We’ve talked about it some: this focus on exacting and correct form but less on the safety of the sequencing, Surya Namaskar in level 1 classes without an intro to it, handstands at the wall without any demo…all of it makes me cringe, yes. But it’s also forcing me to see the gaping holes that I’ve just sort of breezed over in my practice: Chaturanga, Handstand, Hanumanasana…aka. Stuff That Is Hard For Me.

After spending months crying in hip openers, I realize that I’m now in my comfort zone there, even when it drags up the gunk. For ladies like us who are more soft and savasana-y than hard and handstand-y, hip openers are a good place to hang out, once they’re not so scary; I’m really, really comfortable (finally) modifying Surya Namaskar so that it’s got a little more of the Chandra and a little less of the rippling shoulders. I’m pretty sure I haven’t done full Chaturanga on a regular basis since before the Anusara Immersion (shoulders! on! back! or! do! not! do! it!).

But, as with all asana and as with life, now that I’m comfortable having to modify things and comfortable slowing and grounding down, it’s time to head somewhere else–up. Because it’s all about balance, right? And so who cares if I can get all juicy into the hips if I can’t also pick it up for an arm balance now and again?

Yesterday, without much intention to do so, I was suddenly teaching myself Chaturanga. Down-dog to plank and back. Over and over again. Hands and kneeds to plank. Melt the heart. Plug your shoulders in. Lower, lower, lower and whoops, there go the shoulders. Try it again. Try it at the wall. More shoulder openers. Try it again. Needless to say I am a sore lady this morning. But it’s that good kind of sore–sore from hours of practice, sore from aha! moments and figuring things out in the body–the sore that all yoginis love. The sore that doesn’t just make you groan when you move but makes you pause and think and write wordy blogs about how poses are changing things in your life.

And so I wonder, what’s making you sore these days? Not necessarily in the “omg I cannot move” kind of way, but in the “omg I just spent 3 hours working on this and am still thinking about it the next day” kind of way.

xo,

Caitlin

Yoga and Grossness

Dear Fanny,

Ok, first of all: so jealous of your central Texas resort vacay! Although NYC isn’t hitting triple digits like you guys, the humidity and the grime of the city make 93 feel like an actual, burning cement hell some days. Like today.

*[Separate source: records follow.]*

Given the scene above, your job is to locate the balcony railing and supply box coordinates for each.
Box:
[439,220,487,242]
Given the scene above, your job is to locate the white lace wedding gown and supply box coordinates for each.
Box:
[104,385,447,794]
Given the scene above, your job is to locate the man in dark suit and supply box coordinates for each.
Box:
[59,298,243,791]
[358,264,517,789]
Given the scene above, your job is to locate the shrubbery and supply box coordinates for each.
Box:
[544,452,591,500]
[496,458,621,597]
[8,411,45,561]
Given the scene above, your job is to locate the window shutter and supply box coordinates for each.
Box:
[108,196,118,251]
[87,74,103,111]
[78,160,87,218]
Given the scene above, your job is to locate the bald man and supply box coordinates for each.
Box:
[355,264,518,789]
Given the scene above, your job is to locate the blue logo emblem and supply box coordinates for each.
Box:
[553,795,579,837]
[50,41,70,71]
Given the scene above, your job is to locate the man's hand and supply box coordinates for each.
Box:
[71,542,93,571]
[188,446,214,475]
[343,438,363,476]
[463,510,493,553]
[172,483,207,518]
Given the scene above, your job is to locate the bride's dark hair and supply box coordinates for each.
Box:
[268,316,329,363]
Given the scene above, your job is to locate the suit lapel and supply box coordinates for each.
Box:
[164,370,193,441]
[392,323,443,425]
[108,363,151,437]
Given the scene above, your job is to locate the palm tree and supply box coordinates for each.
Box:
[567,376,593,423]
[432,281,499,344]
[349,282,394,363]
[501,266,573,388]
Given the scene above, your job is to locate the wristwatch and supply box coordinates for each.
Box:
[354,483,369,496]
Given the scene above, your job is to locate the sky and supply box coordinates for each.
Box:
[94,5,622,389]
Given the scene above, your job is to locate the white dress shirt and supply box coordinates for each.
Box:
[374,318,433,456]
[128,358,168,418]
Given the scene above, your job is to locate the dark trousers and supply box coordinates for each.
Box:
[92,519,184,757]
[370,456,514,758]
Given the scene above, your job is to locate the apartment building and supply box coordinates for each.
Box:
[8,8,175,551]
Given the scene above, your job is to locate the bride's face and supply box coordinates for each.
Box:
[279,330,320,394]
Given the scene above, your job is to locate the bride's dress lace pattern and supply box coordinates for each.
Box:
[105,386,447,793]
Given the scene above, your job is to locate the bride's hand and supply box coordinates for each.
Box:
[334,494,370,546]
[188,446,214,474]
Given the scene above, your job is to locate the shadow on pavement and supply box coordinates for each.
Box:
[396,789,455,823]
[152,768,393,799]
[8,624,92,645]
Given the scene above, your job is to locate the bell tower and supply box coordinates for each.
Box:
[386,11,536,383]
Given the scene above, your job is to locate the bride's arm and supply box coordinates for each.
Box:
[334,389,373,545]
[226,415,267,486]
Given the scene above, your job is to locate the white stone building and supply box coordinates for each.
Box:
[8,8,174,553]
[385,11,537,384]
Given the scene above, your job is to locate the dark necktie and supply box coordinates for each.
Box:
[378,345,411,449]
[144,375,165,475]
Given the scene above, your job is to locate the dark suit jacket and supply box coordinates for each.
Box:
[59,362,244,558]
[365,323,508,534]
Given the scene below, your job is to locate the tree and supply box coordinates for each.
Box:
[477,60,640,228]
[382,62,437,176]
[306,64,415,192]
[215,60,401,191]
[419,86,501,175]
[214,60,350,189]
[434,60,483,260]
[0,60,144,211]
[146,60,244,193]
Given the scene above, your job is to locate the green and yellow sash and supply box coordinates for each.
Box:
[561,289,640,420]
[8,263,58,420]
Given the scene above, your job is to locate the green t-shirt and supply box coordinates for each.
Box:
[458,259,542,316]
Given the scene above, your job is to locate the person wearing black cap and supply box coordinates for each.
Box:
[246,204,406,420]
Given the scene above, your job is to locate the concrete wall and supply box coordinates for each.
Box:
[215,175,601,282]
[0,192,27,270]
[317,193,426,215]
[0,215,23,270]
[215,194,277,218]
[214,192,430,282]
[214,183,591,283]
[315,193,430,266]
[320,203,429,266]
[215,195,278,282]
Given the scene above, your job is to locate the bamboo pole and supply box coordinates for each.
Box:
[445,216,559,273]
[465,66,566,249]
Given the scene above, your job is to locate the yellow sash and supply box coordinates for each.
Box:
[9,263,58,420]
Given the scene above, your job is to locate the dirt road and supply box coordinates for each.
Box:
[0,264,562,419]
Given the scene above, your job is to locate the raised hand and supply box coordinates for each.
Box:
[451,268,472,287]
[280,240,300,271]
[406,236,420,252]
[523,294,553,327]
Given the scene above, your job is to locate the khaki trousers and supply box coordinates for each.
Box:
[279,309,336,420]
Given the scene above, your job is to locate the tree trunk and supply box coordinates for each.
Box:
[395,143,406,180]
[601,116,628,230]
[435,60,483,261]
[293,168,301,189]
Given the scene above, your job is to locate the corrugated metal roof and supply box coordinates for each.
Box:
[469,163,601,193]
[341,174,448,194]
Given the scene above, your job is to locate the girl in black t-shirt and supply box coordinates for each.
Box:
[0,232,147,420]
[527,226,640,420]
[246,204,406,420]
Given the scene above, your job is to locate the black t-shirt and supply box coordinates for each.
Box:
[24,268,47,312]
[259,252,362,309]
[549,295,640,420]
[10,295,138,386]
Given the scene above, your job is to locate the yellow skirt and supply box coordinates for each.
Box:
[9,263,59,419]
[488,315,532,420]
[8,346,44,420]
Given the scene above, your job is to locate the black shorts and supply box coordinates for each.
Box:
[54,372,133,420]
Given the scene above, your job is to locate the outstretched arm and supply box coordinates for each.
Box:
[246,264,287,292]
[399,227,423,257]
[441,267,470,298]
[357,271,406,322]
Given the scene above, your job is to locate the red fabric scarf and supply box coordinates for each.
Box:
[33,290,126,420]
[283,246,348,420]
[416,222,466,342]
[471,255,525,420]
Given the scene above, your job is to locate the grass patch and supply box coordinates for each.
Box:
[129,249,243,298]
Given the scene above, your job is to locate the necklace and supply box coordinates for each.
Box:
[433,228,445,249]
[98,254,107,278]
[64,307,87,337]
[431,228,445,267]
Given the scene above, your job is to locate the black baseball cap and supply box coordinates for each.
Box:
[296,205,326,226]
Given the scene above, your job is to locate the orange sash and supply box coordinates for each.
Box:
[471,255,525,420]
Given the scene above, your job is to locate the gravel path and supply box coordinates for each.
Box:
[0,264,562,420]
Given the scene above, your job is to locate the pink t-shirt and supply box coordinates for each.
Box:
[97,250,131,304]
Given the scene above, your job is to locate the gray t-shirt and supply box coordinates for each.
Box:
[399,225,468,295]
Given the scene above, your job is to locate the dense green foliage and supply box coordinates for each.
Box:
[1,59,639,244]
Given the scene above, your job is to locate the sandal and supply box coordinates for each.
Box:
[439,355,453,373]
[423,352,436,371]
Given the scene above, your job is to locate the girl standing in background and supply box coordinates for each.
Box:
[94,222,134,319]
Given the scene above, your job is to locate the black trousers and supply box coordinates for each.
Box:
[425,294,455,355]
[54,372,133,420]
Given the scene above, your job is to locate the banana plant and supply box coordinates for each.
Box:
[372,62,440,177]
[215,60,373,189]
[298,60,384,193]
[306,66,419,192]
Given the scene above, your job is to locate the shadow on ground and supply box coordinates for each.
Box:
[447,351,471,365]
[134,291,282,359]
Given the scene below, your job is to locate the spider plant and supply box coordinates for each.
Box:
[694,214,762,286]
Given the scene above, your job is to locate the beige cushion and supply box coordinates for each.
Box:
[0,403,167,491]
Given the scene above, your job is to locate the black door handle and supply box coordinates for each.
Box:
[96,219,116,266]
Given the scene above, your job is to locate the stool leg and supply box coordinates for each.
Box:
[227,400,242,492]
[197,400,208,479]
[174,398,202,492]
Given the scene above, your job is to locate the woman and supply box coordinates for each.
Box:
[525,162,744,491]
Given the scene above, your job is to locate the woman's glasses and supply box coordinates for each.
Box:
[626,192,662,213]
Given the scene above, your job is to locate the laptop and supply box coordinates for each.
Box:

And today, for some reason, I thought it would be a good idea to not take a nice, cooling restorative class (oh, wait, we only do those a couple of times a week at my Strut-Your-Spandex Studio), but a Sculpting fusion class (I mean, I have to get into those spandex too…). And it kicked my butt. And made me sweaty and gross. And I will most definitely wake up sore tomorrow.

But sometimes, in spite of all the things I know about balancing Pitta when it’s hot and finding balance and working at my soft edge, I just need a good butt-kicking, you know? Sometimes I think of a time that Sadani said, quite wisely: “And sometimes you just take the walk, and that’s the yoga.” It struck me, however many months ago, and I find myself repeating it all the time. Sometimes, staying late at work for that level 2/3 vinyasa class is a hell of lot less balanced than getting on the bus and coming straight home to your sweetie (especially when said vinyasa class is lacking in a decent savasana); sometimes, sleeping a little later is more yogic than not getting enough sleep so that you can get up and force yourself to do some pranayama; and sometimes, even when the air is so thick you have to plunge through it on the way to the train, taking a class that will leave you exhausted and dripping sweat is the best thing you can do for your frazzled little vata brain.

And now, I will savor (like you, with your camera and your lovely poolside) the little details that a tired body can make you appreciate: the dinner that a sweet boy has already made for you when you get home, the shower that tends to run obnoxiously cold, the peach sorbet that’s been waiting for you in the fridge, the new AC that is like a third, noisy member of our home.